Presidente afegão culpa retirada “abrupta” dos EUA pelo rápido avanço dos taliban
Washington diz-se pronto a receber mais milhares de refugiados afegãos para além dos 20 mil que já pediram asilo no programa destinado aos intérpretes que trabalharam com as forças norte-americanas.
No discurso que acompanhou a apresentação do seu plano de segurança ao Parlamento (não foram tornados públicos quaisquer pormenores) o Presidente do Afeganistão, Ashraf Ghani, prometeu vencer o conflito cada vez mais generalizado com as milícias taliban, garantindo que a situação estará “sob controlo em seis meses”.
Confirmando que os Estados Unidos lhe têm garantido todo o apoio, o chefe de Estado também apontou o dedo aos norte-americanos: “A razão para a situação actual é que a decisão foi tomada de forma abrupta”, disse, sobre a retirada das tropas dos EUA, acrescentando que avisou Washington que a saída teria “consequências”.

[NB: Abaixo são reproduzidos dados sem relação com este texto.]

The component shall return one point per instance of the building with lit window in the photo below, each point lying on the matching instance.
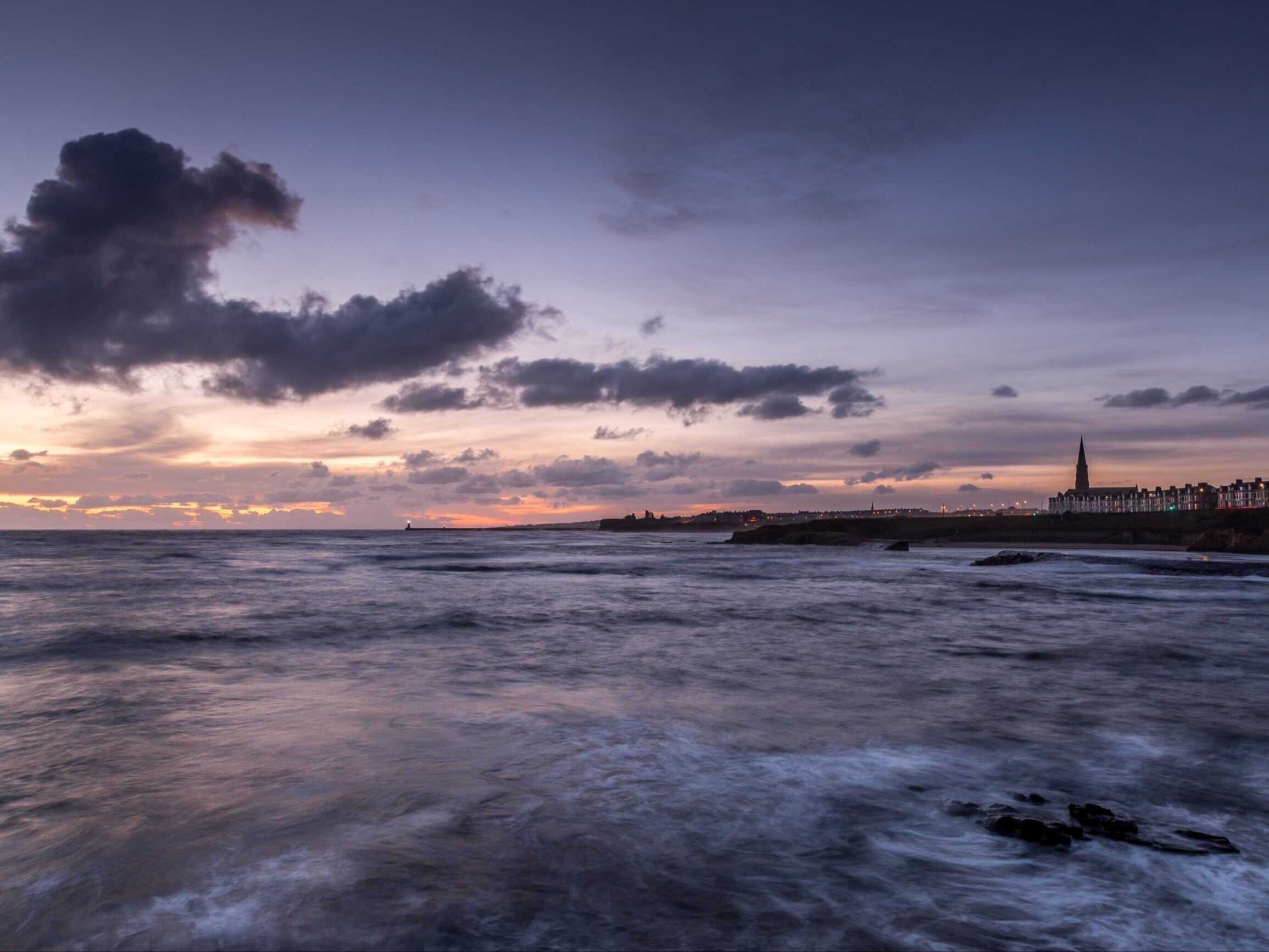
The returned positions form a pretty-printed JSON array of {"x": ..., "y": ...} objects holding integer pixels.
[
  {"x": 1131, "y": 499},
  {"x": 1243, "y": 496}
]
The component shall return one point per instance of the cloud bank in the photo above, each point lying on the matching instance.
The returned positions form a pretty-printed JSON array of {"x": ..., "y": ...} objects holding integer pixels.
[
  {"x": 688, "y": 387},
  {"x": 1153, "y": 398},
  {"x": 109, "y": 275}
]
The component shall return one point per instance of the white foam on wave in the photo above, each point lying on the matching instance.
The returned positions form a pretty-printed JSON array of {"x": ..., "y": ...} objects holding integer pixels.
[{"x": 238, "y": 905}]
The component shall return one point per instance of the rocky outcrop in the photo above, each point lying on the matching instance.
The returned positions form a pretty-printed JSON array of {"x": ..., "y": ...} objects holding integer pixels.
[
  {"x": 1233, "y": 541},
  {"x": 820, "y": 538},
  {"x": 1090, "y": 820},
  {"x": 1100, "y": 822},
  {"x": 1008, "y": 559}
]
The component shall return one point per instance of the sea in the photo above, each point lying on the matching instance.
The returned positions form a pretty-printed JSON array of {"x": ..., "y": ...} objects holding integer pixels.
[{"x": 523, "y": 741}]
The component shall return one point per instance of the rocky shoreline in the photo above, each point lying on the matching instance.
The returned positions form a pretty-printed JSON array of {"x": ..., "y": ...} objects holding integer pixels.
[
  {"x": 1032, "y": 823},
  {"x": 1244, "y": 531}
]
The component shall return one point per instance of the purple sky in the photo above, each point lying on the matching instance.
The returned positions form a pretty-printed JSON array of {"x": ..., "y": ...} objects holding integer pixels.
[{"x": 678, "y": 258}]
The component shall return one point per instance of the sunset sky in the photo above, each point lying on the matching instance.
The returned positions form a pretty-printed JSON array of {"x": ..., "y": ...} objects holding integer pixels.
[{"x": 341, "y": 266}]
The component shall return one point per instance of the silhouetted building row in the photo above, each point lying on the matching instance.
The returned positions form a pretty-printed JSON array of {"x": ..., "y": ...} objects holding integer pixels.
[{"x": 1131, "y": 499}]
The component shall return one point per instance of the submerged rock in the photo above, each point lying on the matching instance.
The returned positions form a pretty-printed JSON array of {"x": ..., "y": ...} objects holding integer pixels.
[
  {"x": 1233, "y": 541},
  {"x": 1046, "y": 833},
  {"x": 1100, "y": 822},
  {"x": 1104, "y": 823},
  {"x": 1090, "y": 819},
  {"x": 1214, "y": 843},
  {"x": 1008, "y": 558}
]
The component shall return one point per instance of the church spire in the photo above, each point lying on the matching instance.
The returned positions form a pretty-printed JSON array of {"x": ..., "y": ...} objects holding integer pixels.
[{"x": 1082, "y": 469}]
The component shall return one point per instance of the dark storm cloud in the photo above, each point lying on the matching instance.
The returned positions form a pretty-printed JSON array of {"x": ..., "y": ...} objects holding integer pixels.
[
  {"x": 1196, "y": 395},
  {"x": 1159, "y": 398},
  {"x": 474, "y": 456},
  {"x": 438, "y": 475},
  {"x": 775, "y": 408},
  {"x": 687, "y": 386},
  {"x": 665, "y": 466},
  {"x": 375, "y": 430},
  {"x": 900, "y": 474},
  {"x": 1139, "y": 399},
  {"x": 588, "y": 471},
  {"x": 867, "y": 448},
  {"x": 429, "y": 398},
  {"x": 285, "y": 497},
  {"x": 1258, "y": 399},
  {"x": 109, "y": 275},
  {"x": 615, "y": 433},
  {"x": 653, "y": 325},
  {"x": 756, "y": 489},
  {"x": 102, "y": 502},
  {"x": 415, "y": 461}
]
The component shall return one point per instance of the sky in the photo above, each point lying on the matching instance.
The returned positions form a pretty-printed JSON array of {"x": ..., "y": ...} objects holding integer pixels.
[{"x": 299, "y": 266}]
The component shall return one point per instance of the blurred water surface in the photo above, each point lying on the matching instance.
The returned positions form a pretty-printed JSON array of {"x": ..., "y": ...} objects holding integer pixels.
[{"x": 527, "y": 741}]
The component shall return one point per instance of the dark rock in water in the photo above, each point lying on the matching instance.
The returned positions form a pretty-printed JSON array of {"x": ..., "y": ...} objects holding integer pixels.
[
  {"x": 1103, "y": 823},
  {"x": 1233, "y": 541},
  {"x": 1046, "y": 833},
  {"x": 820, "y": 538},
  {"x": 1008, "y": 559},
  {"x": 1100, "y": 822},
  {"x": 1214, "y": 843},
  {"x": 957, "y": 808}
]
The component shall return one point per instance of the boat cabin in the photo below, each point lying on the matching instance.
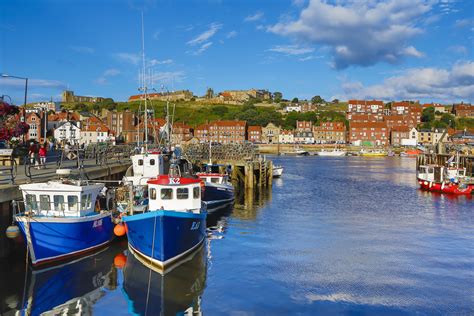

A retirada total das tropas dos EUA do Afeganistão só estará concluída no fim de Agosto, mas o momento mais importante, do ponto de vista operacional e simbólico, aconteceu há precisamente um mês, quando saíram os últimos soldados que estavam na base militar de Bagram, durante quase 20 anos o centro de comando da mais longa guerra em que os EUA já se envolveram. Dias depois, o novo comandante da base aérea, o general Mir Asadullah Kohistani, disse que as forças americanas se limitaram a desligar a luz e saíram sem aviso.
Depois de já terem aumentado com o acordo alcançado entre os taliban e os EUA, em Fevereiro de 2020, e com a confirmação do calendário da retirada, em Abril, os ataques do movimento fundamentalista islâmico intensificaram-se ainda mais. A semana passada, a ONU afirmou o seu temor que um número “sem precedentes de civis” seja morto ou ferido em 2021.
Os taliban reivindicam já o controlo de vastas áreas do país e capturaram nas últimas semanas vários postos fronteiriços: estimativas independentes indicam que o grupo conquistou mais território nos últimos dois meses do que no total das duas décadas anteriores, desde que foram expulsos do poder pela intervenção internacional liderada pelos americanos em resposta aos atentados do 11 de Setembro.
Até agora, grande parte dessas conquistas tinha acontecido em território rural, fora das capitais de província, mas durante o fim-de-semana foi lançado um ataque contra o aeroporto da segunda maior cidade afegã, Kandahar, que foi a capital dos taliban entre 1996 e Dezembro de 2001. O Exército afegão está especialmente preocupado com a situação “crítica” em três províncias do Sul e do Ocidente do país: para além de Kandahar, estão em risco Herat e Lashkar Gah.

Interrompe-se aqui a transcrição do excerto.